July is a lot of things, but it doesn’t get better than National Ice Cream Month. And if you really what to get down to business, save your energy for ice cream day on July 20th. Widely considered the most popular summer dessert, ice cream keeps us cool in the heat of the season. While ice cream’s popularity is boosted by its versatility in flavors and textures, the most popular choice in America is simply vanilla by a longshot. 

Like most sweets, ice cream can be indulgent, with high amounts of saturated fat and added sugar. In an ideal world, this treat should be enjoyed in moderation. But sometimes you just want that cone loaded with Rocky Road or Caramel Turtle Fudge ice cream. 

Manufacturers have consistently been introducing fresh new takes on frozen treats. In addition to traditional ice cream made with cream and sugar, there are so many refreshing frozen dessert options with “healthy-ish” nutrition profiles. 

According to the USDA, a serving size for ice cream is about 2/3 of a cup. One serving of vanilla ice cream has about 207 calories, 3.5 grams of protein, 11 grams of fat, 24 grams of carbohydrates, and 21 grams of sugar. The calorie content and nutrition profile vary greatly among ice creams. For example, ice cream with added fudge or a premium variety will be higher in calories, fat, and sugar. With that said, when shopping for ice cream or frozen desserts be sure to review the nutritional label.
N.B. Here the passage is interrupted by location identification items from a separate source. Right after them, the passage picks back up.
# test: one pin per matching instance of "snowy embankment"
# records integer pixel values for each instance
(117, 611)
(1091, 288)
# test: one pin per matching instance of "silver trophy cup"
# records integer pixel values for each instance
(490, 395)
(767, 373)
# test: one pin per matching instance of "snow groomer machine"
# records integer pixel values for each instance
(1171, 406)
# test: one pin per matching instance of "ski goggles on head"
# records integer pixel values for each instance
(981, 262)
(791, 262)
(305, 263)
  • Consider serving sizes as they can be deceptive. Aim for smaller servings to control calories, fat, and sugar intake. An “old fashion” ice cream scooper is a good tool to have on hand to monitor portion sizes. Keep in mind that individual portioned controlled frozen desserts, like popsicles or “dixie” cups can be quite helpful.
  • Choose ice cream with fewer than 200-225 calories per serving. “Light” or “low-fat” options can be a good choice if you’re watching your calorie intake. 
  • Minimize added sugars. Ideally, aim for products that have 13 grams or less of added sugar per serving. Since there are 4 grams of sugar per teaspoon, 13 grams is the equivalent of about 3 teaspoons of added sugar. As a rule, try to stick with natural sweeteners rather than artificial sweeteners.
  • Pay attention to fat content, especially saturated fat. Look for products that have no more than 3 grams of saturated fat per serving. Be mindful of dairy alternatives. Some dairy-free ice creams may be high in saturated fat, so check the labels. 
  • Choose products with a shorter ingredient list that contain items that you recognize. Look for brands that are made with low-fat milk, yogurt, or 100% fruit as the primary ingredients. Avoid artificial additives and preservatives.
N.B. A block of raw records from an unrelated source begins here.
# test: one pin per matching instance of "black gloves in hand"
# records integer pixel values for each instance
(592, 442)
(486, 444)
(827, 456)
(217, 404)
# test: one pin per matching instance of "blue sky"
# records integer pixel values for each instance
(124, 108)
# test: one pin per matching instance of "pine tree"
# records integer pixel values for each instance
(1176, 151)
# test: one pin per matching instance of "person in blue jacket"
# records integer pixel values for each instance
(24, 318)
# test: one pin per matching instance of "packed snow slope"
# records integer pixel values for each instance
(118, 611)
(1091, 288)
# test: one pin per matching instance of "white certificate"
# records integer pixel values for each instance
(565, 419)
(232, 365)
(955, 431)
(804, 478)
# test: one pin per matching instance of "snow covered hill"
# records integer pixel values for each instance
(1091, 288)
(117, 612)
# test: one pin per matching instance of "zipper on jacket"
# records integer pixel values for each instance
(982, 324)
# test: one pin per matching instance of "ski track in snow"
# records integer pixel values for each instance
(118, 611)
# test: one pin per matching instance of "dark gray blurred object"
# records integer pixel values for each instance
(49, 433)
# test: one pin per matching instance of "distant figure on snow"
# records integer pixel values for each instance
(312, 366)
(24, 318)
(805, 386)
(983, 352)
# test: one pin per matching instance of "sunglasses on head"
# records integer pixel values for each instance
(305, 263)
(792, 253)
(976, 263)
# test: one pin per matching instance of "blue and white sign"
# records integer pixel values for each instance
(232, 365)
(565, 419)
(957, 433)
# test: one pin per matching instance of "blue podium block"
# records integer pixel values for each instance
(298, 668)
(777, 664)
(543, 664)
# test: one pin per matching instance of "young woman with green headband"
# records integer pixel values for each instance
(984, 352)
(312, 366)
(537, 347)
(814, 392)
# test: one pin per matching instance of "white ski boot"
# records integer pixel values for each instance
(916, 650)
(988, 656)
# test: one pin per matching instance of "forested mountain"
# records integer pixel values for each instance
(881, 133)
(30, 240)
As we have all experienced, the ice cream aisle presents an endless array of different flavor and options. Be sure to eyeball the label to compare ingredients and nutrition profiles. As always, once you get your dessert home, watch the toppings like chocolate fudge, whipped cream, and candy bits. Keep the add-ons at a minimum or use nutritional options such as fruit or protein-packed nuts!
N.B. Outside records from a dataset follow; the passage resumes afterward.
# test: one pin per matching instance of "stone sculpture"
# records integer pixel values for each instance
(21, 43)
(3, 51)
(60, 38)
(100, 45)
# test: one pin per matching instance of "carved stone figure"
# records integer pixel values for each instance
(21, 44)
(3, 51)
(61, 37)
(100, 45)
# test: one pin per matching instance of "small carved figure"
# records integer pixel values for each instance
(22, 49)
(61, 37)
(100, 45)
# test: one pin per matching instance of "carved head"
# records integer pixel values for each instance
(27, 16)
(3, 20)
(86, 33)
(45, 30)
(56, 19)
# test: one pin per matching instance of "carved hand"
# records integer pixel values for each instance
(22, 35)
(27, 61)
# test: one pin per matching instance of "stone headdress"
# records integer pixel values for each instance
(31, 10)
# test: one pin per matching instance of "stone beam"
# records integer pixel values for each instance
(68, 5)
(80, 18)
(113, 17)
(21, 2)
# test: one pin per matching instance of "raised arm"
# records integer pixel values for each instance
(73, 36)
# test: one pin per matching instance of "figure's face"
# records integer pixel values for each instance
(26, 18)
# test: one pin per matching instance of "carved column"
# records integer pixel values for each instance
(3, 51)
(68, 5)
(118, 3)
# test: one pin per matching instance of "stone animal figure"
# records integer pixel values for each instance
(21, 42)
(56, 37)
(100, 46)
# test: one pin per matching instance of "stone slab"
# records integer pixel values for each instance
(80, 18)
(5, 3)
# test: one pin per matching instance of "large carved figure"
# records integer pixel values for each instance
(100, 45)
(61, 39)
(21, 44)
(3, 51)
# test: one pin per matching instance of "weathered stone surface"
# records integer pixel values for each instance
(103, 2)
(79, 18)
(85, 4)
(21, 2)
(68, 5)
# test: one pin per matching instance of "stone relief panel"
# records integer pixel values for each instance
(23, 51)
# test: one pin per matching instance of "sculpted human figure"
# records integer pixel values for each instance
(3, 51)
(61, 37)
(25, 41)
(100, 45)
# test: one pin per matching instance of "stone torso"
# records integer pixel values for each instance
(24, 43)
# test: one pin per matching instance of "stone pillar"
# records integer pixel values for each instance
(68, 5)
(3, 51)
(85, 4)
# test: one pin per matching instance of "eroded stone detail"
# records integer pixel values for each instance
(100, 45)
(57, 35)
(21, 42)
Don’t miss out on these delicious “do-it-yourself” frozen treats:

This Banana Chocolate Chip Ice Cream has no cream in it at all. No one will know that this banana ice cream is a low-fat frozen dessert. And no ice cream maker is required; just pop it in the freezer.

With less than 50 calories a serving, indulge guilt-free with these refreshing Lemon Raspberry Protein Frozen Yogurt Popsicles. Packed with antioxidants from fresh raspberries and vitamin C from zesty lemons, these frosty treats are as nutritious as they are tasty. With added protein from Greek yogurt and plant-based protein powder, they’re the ultimate post-workout snack or guilt-free dessert option.

These Chocolate Meringue Ice Cream Sandwiches are light, sweet, and super low calorie. This recipe calls for raspberry sorbet for the filling, but fat-free frozen yogurt or fat-free ice cream tastes great too. 

Colorful, super easy and healthy, this Tropical Berry Freeze is a refreshing dessert on a hot day. Even if it’s berry season, make sure to use frozen blueberries for a thicker consistency.

Ice cream can be part of a balanced diet when consumed in moderation. Don’t feel guilty about indulging in a treat from time to time, especially if you choose a healthier option. Happy Summer and Happy National Ice Cream Day!